Coronavirus: après la crise, un bouleversement complet du système?
Par Philippe Silberzahn, professeur d’entrepreneuriat, stratégie et innovation à EMLYON Business School et chercheur associé à l’École Polytechnique (CRG)
La crise du coronavirus remet en question nombre de nos modèles mentaux, ces croyances fondamentales par lesquelles nous appréhendons le monde. Cette remise en question crée un vide, qui est aussi un espace où plein de choses merveilleuses ont pu se produire depuis quelques semaines, et où l’espoir d’une réinvention de nos modèles a émergé. Cette réinvention pourrait voir chacun s’engager dans la joie et la légèreté créatrice.
Au lieu de cela, nous assistons, alors qu’un espoir de sortie de crise se dessine, au retour de vieux modèles existants, dans une sorte de concurrence sordide où les suspects habituels tentent de nous imposer leur lecture du monde, pour combler le vide facilement et rapidement. Les masques tombent et chacun avance avec son offre de pensée toute faite, de façon pas toujours subtile. C’est triste, on se dit « ça y est, ça recommence! » mais ce n’est pas inéluctable, à condition de savoir décrypter ce qui se passe et, surtout, de ne pas réagir en spectateur.
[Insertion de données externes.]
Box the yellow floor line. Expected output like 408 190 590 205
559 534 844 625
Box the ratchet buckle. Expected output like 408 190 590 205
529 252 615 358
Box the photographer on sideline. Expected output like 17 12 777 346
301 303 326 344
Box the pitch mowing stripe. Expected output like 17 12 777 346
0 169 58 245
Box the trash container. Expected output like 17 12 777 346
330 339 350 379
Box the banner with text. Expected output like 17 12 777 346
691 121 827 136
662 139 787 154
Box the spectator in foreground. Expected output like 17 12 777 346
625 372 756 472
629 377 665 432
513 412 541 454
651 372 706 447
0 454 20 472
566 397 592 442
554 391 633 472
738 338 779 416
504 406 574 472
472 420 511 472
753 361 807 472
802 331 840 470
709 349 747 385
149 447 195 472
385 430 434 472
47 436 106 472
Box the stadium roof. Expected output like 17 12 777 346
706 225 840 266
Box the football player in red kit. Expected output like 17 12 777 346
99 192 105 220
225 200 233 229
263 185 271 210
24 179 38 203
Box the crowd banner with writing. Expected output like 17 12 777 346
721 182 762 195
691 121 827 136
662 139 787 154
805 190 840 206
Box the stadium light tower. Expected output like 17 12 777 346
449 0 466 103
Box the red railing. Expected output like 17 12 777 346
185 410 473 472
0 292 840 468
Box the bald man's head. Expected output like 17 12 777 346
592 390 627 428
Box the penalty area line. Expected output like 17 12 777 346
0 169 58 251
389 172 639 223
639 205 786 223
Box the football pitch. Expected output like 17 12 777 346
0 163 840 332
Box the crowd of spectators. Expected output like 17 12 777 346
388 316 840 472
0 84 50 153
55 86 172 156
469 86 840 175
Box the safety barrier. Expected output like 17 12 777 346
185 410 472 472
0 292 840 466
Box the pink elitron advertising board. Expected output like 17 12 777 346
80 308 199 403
« j’étais aveugle, et à présent je vois. » — Jean (9, 1‑41)
Dans les années 1840, Ignace Semmelweis est un obstétricien choqué par le taux très élevé de mortalité des femmes dans la clinique qu’il gère. Ce taux est tellement élevé (près de 18%) que certaines femmes préfèrent accoucher… dans la rue! Après une série d’observations et de tests, il finit par penser que la mortalité est due à une infection. Les médecins de sa clinique pratiquent des autopsies, qu’ils interrompent pour aller faire un accouchement, sans se laver les mains. L’idée de Semmelweis est intuitive car la théorie des microbes n’existe pas encore. Il demande aux médecins de se laver les mains et le taux de mortalité tombe à moins de 1%! On pourrait penser que cela suffit à convaincre les autres médecins, mais il n’en est rien. Incompris, malhabile politiquement, se brouillant avec ses collègues, il finira par quitter sa clinique et mourra seul. Il faudra 20 ans pour que le lavage de mains devienne chose courante.
Qu’est-ce qui explique que, malgré les chiffres qui semblent offrir des preuves irréfutables, il n’a pas réussi à convaincre les médecins? Étaient-ils stupides? Non, simplement Semmelweis a attaqué de front deux modèles mentaux très forts des médecins: le premier, c’est qu’un médecin sauve la vie, et qu’on obstétricien, de surcroît, la donne, il ne la supprime pas; le deuxième, c’est qu’à l’époque, la maladie est due à un déséquilibre des humeurs internes. Ces deux modèles mentaux sont constitutifs de l’identité-même des médecins. Les remettre en question, c’est remettre en question leur identité. Leur demander de se laver les mains est aussi insensé que de leur demander d’opérer en fonction de la forme des nuages du jour. L’échec de Semmelweis, c’est de penser qu’il suffit d’avoir raison pour changer les autres, qu’il suffit d’avoir les preuves pour les convaincre.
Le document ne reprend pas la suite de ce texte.